In May 2009, the U.S. House of Representatives passed an amendment to the Mortgage Reform and Predatory Lending Act that requires the Department of Housing and Urban Development ("HUD") to study the effects of tainted Chinese drywall on foreclosures and the availability of property insurance. On November 23, 2009, the federal government released a report that stated a "strong association" between problematic imported Chinese drywall and corrosion of pipes and wires.

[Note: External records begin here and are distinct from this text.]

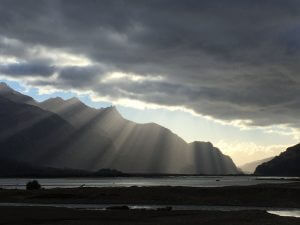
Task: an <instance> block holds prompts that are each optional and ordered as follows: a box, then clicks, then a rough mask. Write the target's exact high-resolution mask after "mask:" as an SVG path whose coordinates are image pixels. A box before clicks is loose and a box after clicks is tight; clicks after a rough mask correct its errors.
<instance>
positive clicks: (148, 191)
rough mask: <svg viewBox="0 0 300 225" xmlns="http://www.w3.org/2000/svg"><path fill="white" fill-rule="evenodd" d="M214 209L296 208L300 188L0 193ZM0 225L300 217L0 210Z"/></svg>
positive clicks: (90, 189)
mask: <svg viewBox="0 0 300 225" xmlns="http://www.w3.org/2000/svg"><path fill="white" fill-rule="evenodd" d="M1 202H2V203H8V202H10V203H12V202H15V203H43V204H53V203H54V204H62V203H74V204H75V203H76V204H80V203H81V204H122V205H126V204H144V205H147V204H148V205H159V204H162V205H218V206H222V205H223V206H254V207H278V208H300V183H299V182H295V183H287V184H263V185H255V186H241V187H237V186H234V187H218V188H193V187H129V188H73V189H47V190H37V191H26V190H4V189H0V203H1ZM0 224H3V225H4V224H6V225H8V224H19V225H23V224H24V225H25V224H26V225H27V224H43V225H44V224H47V225H50V224H64V225H73V224H84V225H89V224H112V225H114V224H116V225H117V224H148V225H151V224H175V225H176V224H213V225H218V224H222V225H227V224H230V225H235V224H239V225H244V224H247V225H250V224H251V225H252V224H253V225H260V224H264V225H266V224H276V225H278V224H284V225H289V224H297V225H299V224H300V218H291V217H279V216H276V215H271V214H268V213H267V212H265V211H258V210H249V211H231V212H221V211H155V210H107V211H102V210H82V209H81V210H79V209H67V208H57V207H25V206H24V207H10V206H3V207H0Z"/></svg>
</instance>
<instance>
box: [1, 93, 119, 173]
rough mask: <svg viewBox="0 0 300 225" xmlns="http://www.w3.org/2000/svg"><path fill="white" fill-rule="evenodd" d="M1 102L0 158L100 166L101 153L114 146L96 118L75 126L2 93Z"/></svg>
mask: <svg viewBox="0 0 300 225" xmlns="http://www.w3.org/2000/svg"><path fill="white" fill-rule="evenodd" d="M16 94H17V92H16ZM8 96H12V95H8ZM17 99H20V98H17ZM0 106H1V107H0V159H1V158H2V159H4V158H5V159H10V160H16V161H23V162H27V163H32V164H34V165H36V166H44V165H45V166H53V167H61V168H64V167H74V168H76V169H91V170H92V169H93V170H97V169H99V168H102V166H98V163H97V162H98V161H99V160H98V158H99V156H100V155H101V153H103V152H105V151H107V150H111V151H113V149H114V146H113V143H112V141H111V140H110V139H109V138H107V137H105V136H102V135H101V134H100V132H99V130H95V129H93V124H92V121H91V122H90V123H87V124H86V125H85V126H83V127H81V128H78V129H75V128H74V127H73V126H72V125H70V124H69V123H68V122H67V121H65V120H64V119H62V118H61V117H60V116H58V115H57V114H55V113H52V112H49V111H45V110H43V109H41V108H39V107H36V106H34V105H29V104H23V103H17V102H14V101H11V100H9V99H7V98H5V97H1V95H0Z"/></svg>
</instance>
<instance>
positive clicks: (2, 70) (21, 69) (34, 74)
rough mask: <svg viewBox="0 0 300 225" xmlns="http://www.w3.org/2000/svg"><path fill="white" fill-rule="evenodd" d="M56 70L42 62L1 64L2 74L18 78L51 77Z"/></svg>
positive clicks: (0, 66)
mask: <svg viewBox="0 0 300 225" xmlns="http://www.w3.org/2000/svg"><path fill="white" fill-rule="evenodd" d="M54 72H55V68H54V67H53V66H49V65H43V64H42V62H33V63H13V64H8V65H1V64H0V74H1V73H2V74H6V75H11V76H14V77H18V76H42V77H49V76H51V75H53V74H54Z"/></svg>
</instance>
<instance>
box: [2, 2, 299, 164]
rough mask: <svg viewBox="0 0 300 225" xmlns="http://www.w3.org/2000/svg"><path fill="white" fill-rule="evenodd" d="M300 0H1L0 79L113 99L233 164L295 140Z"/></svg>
mask: <svg viewBox="0 0 300 225" xmlns="http://www.w3.org/2000/svg"><path fill="white" fill-rule="evenodd" d="M299 10H300V2H299V1H297V0H285V1H282V0H264V1H261V0H244V1H240V0H227V1H221V0H203V1H197V0H185V1H181V0H152V1H148V0H127V1H125V0H123V1H122V0H114V1H111V0H99V1H96V0H85V1H79V0H51V1H45V0H39V1H34V0H26V1H22V0H1V1H0V81H5V82H7V83H8V84H9V85H10V86H11V87H13V88H15V89H17V90H18V91H21V92H23V93H25V94H28V95H31V96H33V97H34V98H35V99H37V100H38V101H42V100H44V99H46V98H49V97H54V96H61V97H63V98H69V97H72V96H78V97H79V98H80V99H81V100H82V101H83V102H85V103H86V104H87V105H90V106H92V107H96V108H100V107H107V106H110V105H116V106H117V108H118V110H119V111H120V112H121V114H122V115H123V116H124V117H125V118H127V119H130V120H133V121H136V122H139V123H145V122H156V123H158V124H161V125H163V126H165V127H167V128H169V129H171V130H172V131H173V132H174V133H176V134H178V135H180V136H181V137H183V138H184V139H185V140H186V141H187V142H191V141H195V140H201V141H210V142H212V143H213V144H214V145H215V146H217V147H219V148H220V149H221V150H222V152H224V153H225V154H228V155H230V156H231V157H232V158H233V160H234V162H235V163H236V164H237V165H241V164H243V163H246V162H250V161H252V160H257V159H262V158H266V157H269V156H273V155H276V154H279V153H280V152H281V151H283V150H285V148H286V147H288V146H291V145H294V144H296V143H298V142H299V137H300V131H299V128H300V123H299V118H298V115H299V114H300V98H299V96H300V75H299V74H298V73H299V71H300V68H299V67H300V66H299V65H300V64H299V59H300V57H299V56H300V51H299V50H300V23H299V21H300V14H299Z"/></svg>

Legal battles are currently being waged to determine the nature of repairs necessary to remediate the defective drywall and the liability of those involved in manufacturing, distributing and installing the drywall. In America's first jury trial, a Florida couple was awarded $2.4 million in damages for defective wallboard that included damages for loss of enjoyment of their new $1.6 million dream house. New home sellers, American businesses that distribute Chinese drywall, contractors and real estate agents may consider whether they need to disclose the presence of Chinese drywall in the products they sell. Chinese drywall manufacturers may be out of harm's way because plaintiffs would have to serve the Chinese company via the Hague Convention, then establish that the Chinese company had sufficient minimum contacts with the forum state to support a court's personal jurisdiction over the foreign company. Meanwhile, plaintiffs' lawyers say they are considering action against U.S. investment bankers who financed the Chinese companies. However, a determination and allocation of liability and damages will not occur overnight. It could take years before the legal system resolves the myriad scientific, legal and health issues raised by the allegedly toxic Chinese drywall.